For deep topics, start broad and narrow down with follow-ups rather than packing everything into one prompt:

```text
Turn 1: "What are the leading approaches to carbon capture technology?"
Turn 2: "Which of those has the best cost-per-ton economics today?"
Turn 3: "What are the main engineering challenges preventing that approach from scaling?"
```

**Provide context when relevant**

If your research builds on prior knowledge or specific constraints, include that context in the prompt:

```text
✅  "I'm building a fintech app targeting Southeast Asian markets. Research the regulatory requirements for digital payments in Singapore, Indonesia, and the Philippines."
```

## Limitations

* **Only leader agent output is exposed:** Only the leader agent's output is returned, including its tool calls and response content.

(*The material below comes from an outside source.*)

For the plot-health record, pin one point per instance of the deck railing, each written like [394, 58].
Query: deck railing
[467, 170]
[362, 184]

Sub-agent state is encrypted and only included when `use_encrypted_content` is enabled — see [Output Behavior](#output-behavior) for details.
* **No client-side or custom tools:** Client-side tools (function calling) and custom tools are not currently supported by the multi-agent model variant. We do support a set of built-in tools (e.g., `web_search`, `x_search`) and remote MCP tools. See our [built-in tool docs](/developers/tools/overview) for more details.
* **Chat Completions API not supported:** The multi-agent model does **not** work with the OpenAI Chat Completions API. Use the [xAI SDK](/developers/sdk) or the [Responses API](/developers/responses-api) instead.
* **`max_tokens` is not supported:** The `max_tokens` parameter is not currently supported by the multi-agent model variant.